Established in 2002 by the Town of Tonawanda Commission for Conservation of the Environment, the annual Ken-Ton Garden Tour was the first suburban gardening event of its kind in Erie County and has since grown into one of the County’s biggest and most successful examples of environmental civic engagement. Today, the Tour serves as a strategic platform for environmental education and stewardship. For the first time last year, the Commission partnered with the Erie County Solid Waste Program to introduce a new and exciting element to the Tour: a stormwater management and household composting education agenda resulting in the distribution of 383 rain barrels and 365 composters to residents throughout the Ken-Ton community.
The Buffalo Museum of Science led a large effort to maintain the tree canopy at Tifft Nature Preserve for the past six years. The goals were to maintain valuable habitat for wildlife, especially migrating songbirds, and to provide opportunities for environmental education and public enjoyment. In order to replace the existing aging tree canopy, over 2,100 native trees of over thirty different species were planted to establish a floodplain forest community on the preserve that will persist for centuries. Prior to planting, there was extensive work to control non-native invasive species in the planting areas.
The project would not have been possible without the assistance of over 600 volunteers and funding from Niagara River Greenway Ecological Standing Committee.

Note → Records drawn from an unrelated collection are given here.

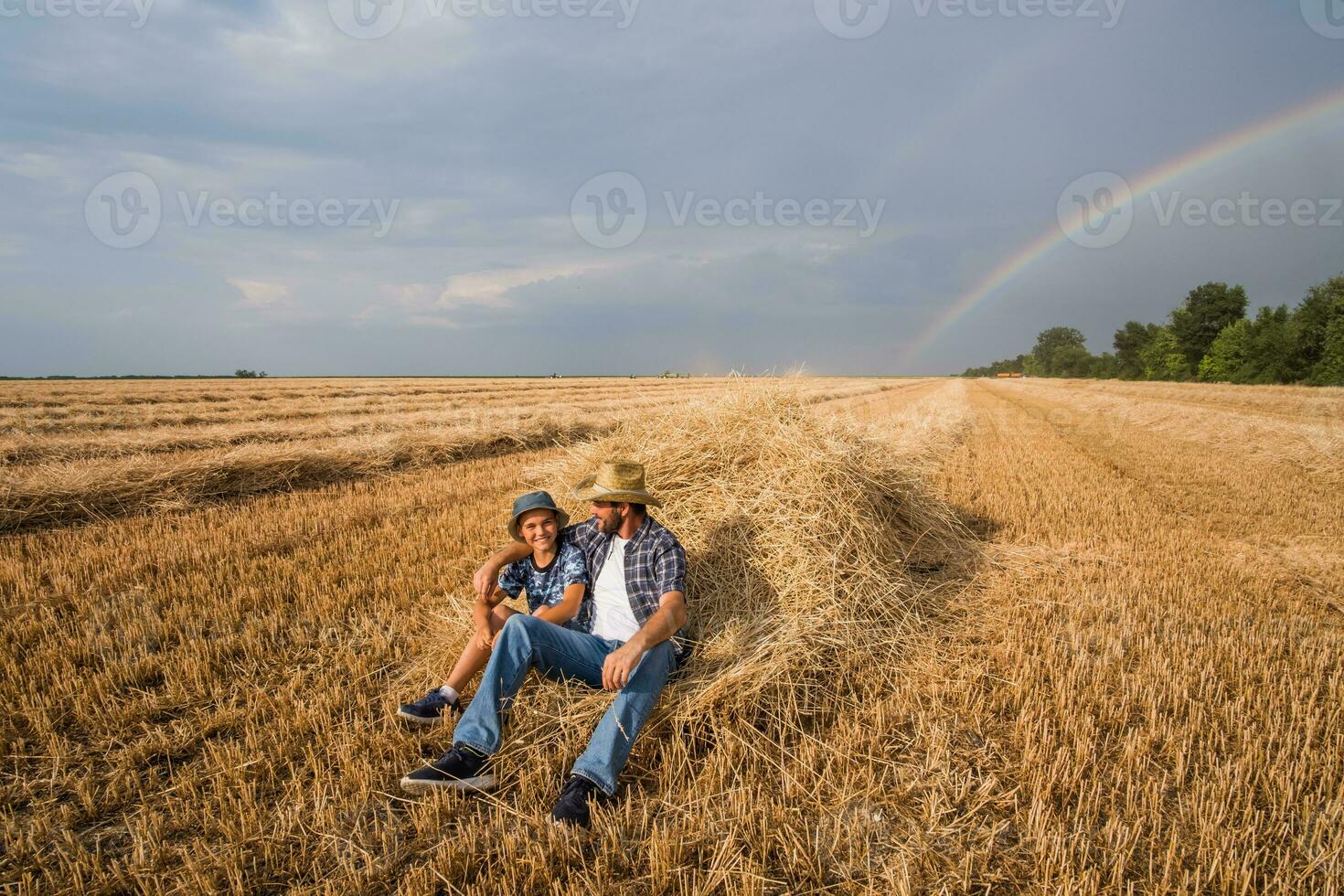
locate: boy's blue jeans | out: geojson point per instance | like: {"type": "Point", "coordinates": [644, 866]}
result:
{"type": "Point", "coordinates": [527, 643]}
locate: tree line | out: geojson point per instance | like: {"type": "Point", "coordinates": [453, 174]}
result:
{"type": "Point", "coordinates": [1209, 338]}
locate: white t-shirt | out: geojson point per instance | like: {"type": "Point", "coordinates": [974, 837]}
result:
{"type": "Point", "coordinates": [612, 615]}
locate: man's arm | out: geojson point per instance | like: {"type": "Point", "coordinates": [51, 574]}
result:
{"type": "Point", "coordinates": [664, 624]}
{"type": "Point", "coordinates": [488, 575]}
{"type": "Point", "coordinates": [566, 609]}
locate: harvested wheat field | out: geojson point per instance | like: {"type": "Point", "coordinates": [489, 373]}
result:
{"type": "Point", "coordinates": [953, 635]}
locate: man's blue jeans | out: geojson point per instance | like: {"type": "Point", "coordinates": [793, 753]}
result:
{"type": "Point", "coordinates": [527, 643]}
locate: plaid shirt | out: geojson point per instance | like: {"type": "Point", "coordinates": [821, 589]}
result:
{"type": "Point", "coordinates": [655, 563]}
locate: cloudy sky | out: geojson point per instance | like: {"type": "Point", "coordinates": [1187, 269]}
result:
{"type": "Point", "coordinates": [421, 187]}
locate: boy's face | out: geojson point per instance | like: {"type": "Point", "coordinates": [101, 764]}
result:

This project serves as a model for other urban and suburban forests in Western New York, where tree regeneration can be low due to invasive species and deer damage, by identifying tree species to establish a long-lived native plant community that provides numerous benefits to the environment, wildlife and people.
The Urban Habitat Project demonstrates how abandoned industrial land, in this case Central Terminal, could be returned to an original state using nature’s ability to regenerate itself. For example, limestone blocks that were already on site were used to direct rainfall and snow melt to collection pools allowing surface water to ‘percolate’ naturally to the water table below. Diverting stormwater runoff from an adjoining street into those pools allowed additional water to be cleaned in a natural filtration process instead of being sent into Buffalo’s combined storm and sanitary system. Soil remediation was also an important element of the project using locally-generated urban compost material to re-enrich the post-industrial use grounds. The project selected on-site plantings of flowers for the seed food they would generate and the specific bird species they would attract.
The Urban Habitat Project is a replicable model for restoring and ‘land-banking’ vacant or abandoned industrial spaces, not only in Buffalo, but in other older cities that have a combined storm and sanitary system. The project has provided habitat for wildlife, including pollinators, as well as created educational opportunities for inner-city students and environmental professionals. The project was supported by both volunteers and funding from a variety of groups including: the Oshei Foundation, the Marks Family Foundation, and the Buffalo Green Fund.